The Perfect Chilled variant also doubles as a prize trigger. Finding one means you’re entered into a competition where prizes include £5,000 towards a home entertainment bundle, football tickets, Pepsi Football Nation merchandise, and vouchers. So the colour change does two things at once: it signals peak drinking temperature, and it reveals whether you’re holding a winner. That’s a neat piece of design thinking, making a single moment do a lot of heavy lifting without feeling gimmicky.
I’ll admit I have a soft spot for thermochromic packaging. It made waves in mainstream consumer consciousness back in the 2000s with Coors Light’s cold-activated mountains, and various brands have been picking it up ever since. But Pepsi’s version feels more purposeful than most. Rather than just being a party trick, the temperature cue here is tied to a genuine product promise: that Pepsi Max is best at 8°C, and the can will tell you when you’ve hit it. That’s functional design, not just fun design, and the difference matters.
The scarcity piece is where the campaign gets genuinely clever. At 150,000 Perfect Chilled cans out of 86 million, the odds aren’t outrageous, but they’re not guaranteed either. It creates just enough tension to make you actually look at the packaging, which is something brands have been desperately trying to achieve in the era of eyes-down, scroll-while-shopping retail behaviour. When your product can make someone pause on the way to the checkout, you’ve done something right.
Pepsi didn’t stop at the can, either. The campaign includes a browser extension for Chrome and Firefox that replaces the word “soccer” with “football” on any webpage, a nod to the ongoing, completely unresolvable debate that football fans clearly feel strongly enough about to install software over. It’s a small touch, but it speaks to the same sensibility running through the whole campaign: know your audience, and then give them something that feels made for them specifically.

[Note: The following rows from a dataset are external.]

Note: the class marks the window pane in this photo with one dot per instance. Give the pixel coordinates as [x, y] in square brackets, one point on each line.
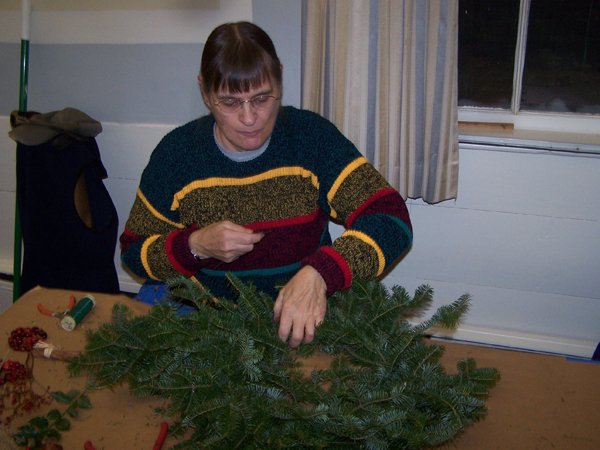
[562, 60]
[486, 52]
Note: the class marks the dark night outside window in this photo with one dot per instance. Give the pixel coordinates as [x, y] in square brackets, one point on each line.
[560, 66]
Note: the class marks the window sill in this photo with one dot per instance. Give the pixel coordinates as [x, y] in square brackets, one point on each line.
[504, 135]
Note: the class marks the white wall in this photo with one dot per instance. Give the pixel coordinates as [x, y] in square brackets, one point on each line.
[522, 238]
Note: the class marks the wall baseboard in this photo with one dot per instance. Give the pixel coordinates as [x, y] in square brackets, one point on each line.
[520, 340]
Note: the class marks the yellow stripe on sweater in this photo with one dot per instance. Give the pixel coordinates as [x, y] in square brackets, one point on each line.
[144, 255]
[220, 182]
[340, 179]
[369, 241]
[155, 212]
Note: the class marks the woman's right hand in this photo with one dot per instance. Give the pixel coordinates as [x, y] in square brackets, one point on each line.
[225, 241]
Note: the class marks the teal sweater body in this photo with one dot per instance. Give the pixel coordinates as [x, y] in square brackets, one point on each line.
[309, 174]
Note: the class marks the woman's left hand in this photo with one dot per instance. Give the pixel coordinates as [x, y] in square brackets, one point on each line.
[300, 306]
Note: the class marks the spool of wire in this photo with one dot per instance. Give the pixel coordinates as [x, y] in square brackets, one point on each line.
[78, 313]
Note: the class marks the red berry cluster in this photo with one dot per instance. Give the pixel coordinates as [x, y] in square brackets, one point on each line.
[12, 371]
[23, 339]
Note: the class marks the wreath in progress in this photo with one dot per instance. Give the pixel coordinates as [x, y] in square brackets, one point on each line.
[229, 382]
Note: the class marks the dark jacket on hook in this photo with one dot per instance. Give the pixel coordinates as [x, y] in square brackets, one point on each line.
[68, 220]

Packaging rarely gets the cultural credit it deserves. It’s the thing you throw away, the design you never frame, the object that lives in your hand for about four minutes before it goes in the recycling. But at its best, it does what this Pepsi Max can does: it turns a routine moment into a small, unexpected experience. For a product that’s been on shelves since the 1990s, making a can feel exciting again is no small feat. And if the price of admission is putting your Pepsi in the fridge before a football match, well, you were probably doing that anyway.